Designing High-Tc Superconductors with BCS-inspired Screening, Density Functional Theory and Deep-learning

TL;DR

This study combines BCS-inspired screening, density functional theory, and deep learning to efficiently identify and predict properties of potential high-temperature superconductors from a large materials database.

Contribution

It introduces a multi-step workflow integrating pre-screening, DFT calculations, and deep learning models to accelerate superconductor discovery.

Findings

Identified 105 stable materials with Tc > 5 K.

Deep learning models predict superconducting properties faster than first principles methods.

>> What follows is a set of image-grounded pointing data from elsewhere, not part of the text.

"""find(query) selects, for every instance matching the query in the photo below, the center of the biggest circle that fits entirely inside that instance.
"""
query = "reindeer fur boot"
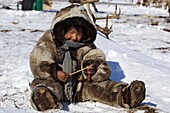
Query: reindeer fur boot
(115, 94)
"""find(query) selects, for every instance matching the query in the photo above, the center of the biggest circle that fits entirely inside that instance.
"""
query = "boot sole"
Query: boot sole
(137, 93)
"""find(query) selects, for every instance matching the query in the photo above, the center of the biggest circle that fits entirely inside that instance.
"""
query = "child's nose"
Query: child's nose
(74, 37)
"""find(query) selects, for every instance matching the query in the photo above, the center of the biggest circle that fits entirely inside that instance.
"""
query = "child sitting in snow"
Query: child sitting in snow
(67, 66)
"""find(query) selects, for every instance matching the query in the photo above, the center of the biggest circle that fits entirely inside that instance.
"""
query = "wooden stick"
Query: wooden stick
(81, 70)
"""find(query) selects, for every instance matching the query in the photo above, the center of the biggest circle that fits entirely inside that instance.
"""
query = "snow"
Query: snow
(134, 51)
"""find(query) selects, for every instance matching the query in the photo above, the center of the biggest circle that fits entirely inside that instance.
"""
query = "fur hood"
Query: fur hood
(71, 16)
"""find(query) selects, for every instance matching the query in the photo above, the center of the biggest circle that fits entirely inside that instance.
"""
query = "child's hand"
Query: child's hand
(62, 76)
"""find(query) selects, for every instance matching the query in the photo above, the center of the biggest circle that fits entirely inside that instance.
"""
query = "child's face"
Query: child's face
(73, 35)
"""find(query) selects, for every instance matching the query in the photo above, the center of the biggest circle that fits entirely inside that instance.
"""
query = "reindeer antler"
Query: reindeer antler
(115, 15)
(105, 30)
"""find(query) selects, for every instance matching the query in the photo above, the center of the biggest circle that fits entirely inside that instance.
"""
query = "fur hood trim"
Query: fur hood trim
(73, 15)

Predicting the Eliashberg function improves model accuracy for Tc prediction.

Abstract

We develop a multi-step workflow for the discovery of conventional superconductors, starting with a Bardeen Cooper Schrieffer inspired pre-screening of 1736 materials with high Debye temperature and electronic density of states. Next, we perform electron-phonon coupling calculations for 1058 of them to establish a large and systematic database of BCS superconducting properties. Using the McMillan-Allen-Dynes formula, we identify 105 dynamically stable materials with transition temperatures, Tc>5 K. Additionally, we analyze trends in our dataset and individual materials including MoN, VC, VTe, KB6, Ru3NbC, V3Pt, ScN, LaN2, RuO2, and TaC. We demonstrate that deep-learning(DL) models can predict superconductor properties faster than direct first principles computations. Notably, we find that by predicting the Eliashberg function as an intermediate quantity, we can improve model performance versus a direct DL prediction of Tc. We apply the trained models on the crystallographic open database and pre-screen candidates for further DFT calculations.